Is the future set in stone, like the past?

Or is there an infinite multitude of possible futures, determined by events in the present?

It depends upon whether you accept the Copenhagen Interpretation or the Many-Worlds Interpretation.

Some light reading to start with:

http://en.wikipedia.org/wiki/Copenhagen_interpretation

http://en.wikipedia.org/wiki/Many-worlds_interpretation

Quantum mechanics is not the only thing to look to in this discussion. Perhaps even more to the point, since special relativity implies the breakdown of absolute simultaneity, and thus, does away with the notions of absolute past and future, it can be argued that this implies naturally a block universe view. The most well-known argument along this line is known as the Rietdijk-Putnam argument.

Another way to think of this is the concept of free will. Some people think free will exists because we have many choices that we can make at any point in time. But I disagree. In truth, people only have a limited number of choices, and those choices are dictated by the choices made before, and furthermore those choices are limited by what happened before.
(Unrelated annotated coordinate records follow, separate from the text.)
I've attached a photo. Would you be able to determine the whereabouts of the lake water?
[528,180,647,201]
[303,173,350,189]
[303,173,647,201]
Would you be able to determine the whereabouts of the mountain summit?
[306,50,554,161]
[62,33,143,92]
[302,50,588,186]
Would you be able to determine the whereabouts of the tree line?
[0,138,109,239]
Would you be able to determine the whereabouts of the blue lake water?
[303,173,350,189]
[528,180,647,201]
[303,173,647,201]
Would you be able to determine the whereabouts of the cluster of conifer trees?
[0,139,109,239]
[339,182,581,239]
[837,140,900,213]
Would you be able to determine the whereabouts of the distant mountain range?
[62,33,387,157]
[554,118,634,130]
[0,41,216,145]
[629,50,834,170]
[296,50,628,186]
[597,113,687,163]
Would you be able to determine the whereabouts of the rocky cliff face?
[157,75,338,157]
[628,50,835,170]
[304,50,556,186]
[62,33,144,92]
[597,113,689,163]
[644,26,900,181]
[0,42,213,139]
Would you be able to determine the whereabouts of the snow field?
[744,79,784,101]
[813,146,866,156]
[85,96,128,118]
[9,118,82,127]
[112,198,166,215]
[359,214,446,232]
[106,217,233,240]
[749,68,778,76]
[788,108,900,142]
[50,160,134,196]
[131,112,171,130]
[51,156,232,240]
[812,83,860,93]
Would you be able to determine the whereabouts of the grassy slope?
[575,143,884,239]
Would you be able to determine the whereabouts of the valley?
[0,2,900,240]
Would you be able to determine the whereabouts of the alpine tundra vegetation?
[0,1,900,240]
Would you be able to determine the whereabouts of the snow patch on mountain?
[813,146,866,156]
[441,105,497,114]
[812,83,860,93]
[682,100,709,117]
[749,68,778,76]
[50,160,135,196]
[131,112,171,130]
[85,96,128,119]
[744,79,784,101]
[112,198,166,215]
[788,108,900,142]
Because the first “choices” you ever made in life–those that happened in childhood–are the ones made available to you solely due to factors beyond your control (like what neighborhood your parents chose to move to, which teachers you happened to get, the diet you’re fed, the way you look and how intelligent you are, et cetera), you could argue that all the subsequent choices that follow also flow from established circumstances. We have some control over how the boat will navigate, but the number of routes available to us is extremely limited compared to the universe of all routes. For instance, I can choose right now to 1) get out of bed or 2)stay in bed. The choice to command a robot to lift me out of bed is not available to me, although it is there for others.

This is a long and drawn out way of saying that “determined by past events” and “infinite number of choices” is a contradictory statement.

If I don’t know the future, then fate is a moot point.

If I do know the future, then I can change it, so again, fate is a moot point.